France was the global pioneer of chip-card public-payphone technology. Roland Moreno's 1974 patent for the integrated-circuit smart card led directly to France Télécom's national télécarte deployment beginning in 1984 — the first mass-market chip-card payphone system in the world, years ahead of magnetic-stripe equivalents elsewhere in Europe. Over three decades France Télécom issued thousands of commemorative télécarte designs, and télécartophilie (télécarte collecting) became a meaningful hobby market with active dealer networks and reference catalogues. Magnetic-stripe and prepaid international cartes téléphoniques from competing private operators joined France Télécom's branded card in the late 1990s and 2000s, particularly aimed at the North African and Sub-Saharan African diaspora calling markets. The télécarte public-payphone system was formally decommissioned in 2014 once mobile saturation made the kiosk fleet unsustainable; thousands of orange-trim phone booths were retired across the network.

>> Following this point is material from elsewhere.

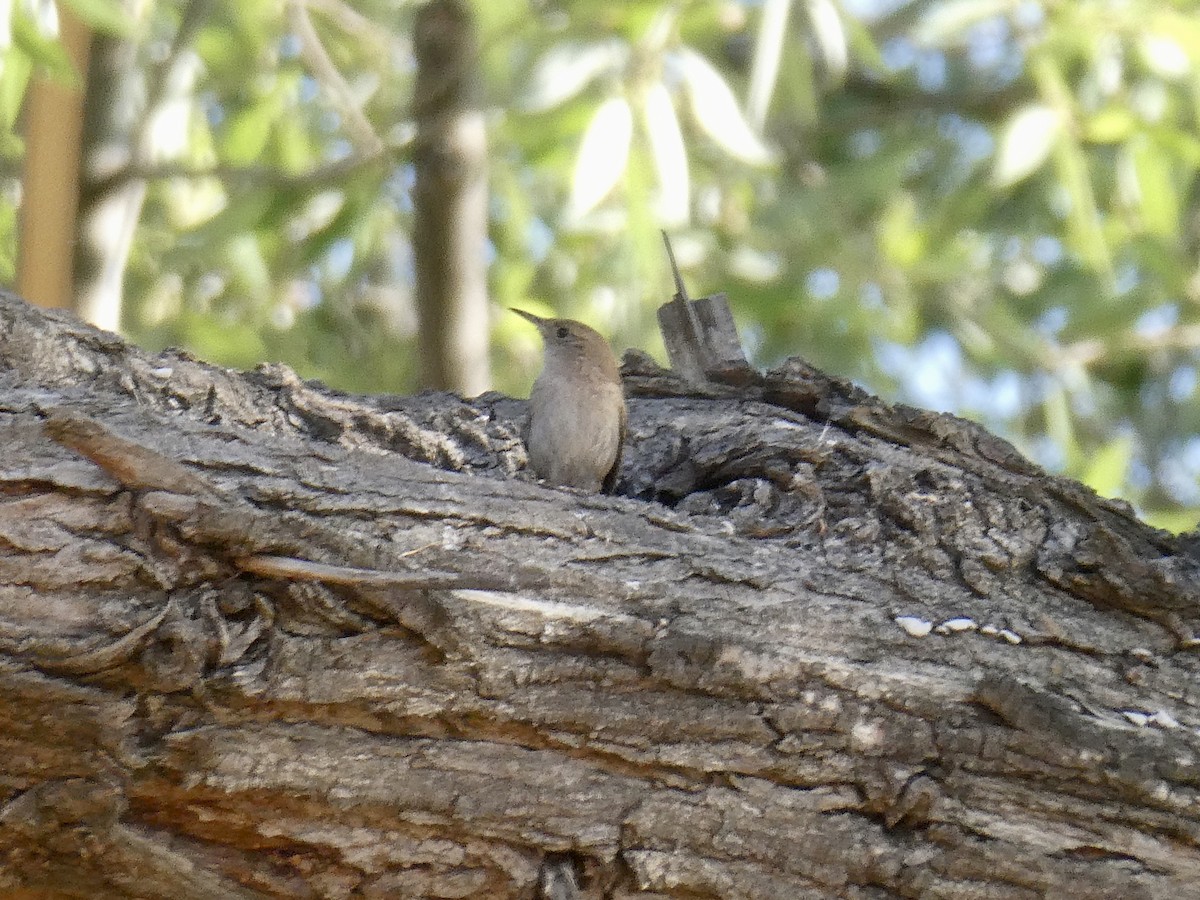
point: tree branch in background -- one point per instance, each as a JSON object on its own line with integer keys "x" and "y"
{"x": 450, "y": 201}
{"x": 54, "y": 136}
{"x": 337, "y": 91}
{"x": 121, "y": 112}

Tempest Telecom provided dial-up access in France through local POPs in Paris, Lyon, Marseille, and other regional commercial centers at metered rates, plus WiFi hotspot service at $19.95/day as airports, SNCF rail stations, and major hotel chains deployed wireless networks through the mid-2000s. For travelers heading off-grid into the Alps, Pyrenees, or rural Provence, Tempest's Iridium 9505A and 9505 handsets — and later Inmarsat BGAN terminals — provided fallback global voice and basic data. Calling-card kiosks in train stations and major airports were dense through the 2000s before mobile phones made them obsolete.

Modern France has near-universal LTE coverage and broad fiber-to-the-home deployment, with Orange, Free, and SFR competing aggressively on price. The TGV high-speed-rail network has WiFi on most routes and Paris-area transit has 4G/5G throughout the underground network.

Tempest's services across France, 1997–2012

Tempest Telecommunications operated international connectivity services in France between 1997 and 2012 under a unified prepaid account that absorbed multiple service types onto a single customer credential. Customers in France drew from the same balance for pre-paid international voice calling, RADIUS-authenticated dial-up Internet roaming, metered Wi-Fi hotspot access, Iridium satellite voice, and Inmarsat BGAN data terminals. An attempted kiosk-payment federation (PATN, 1998) extended the same architecture to public Internet terminals but failed to reach scale.

Iridium satellite voice was available in France from approximately 2001 (post-bankruptcy relaunch). Thuraya coverage did not extend to France; Inmarsat BGAN data terminals filled the broadband gap from late 2005.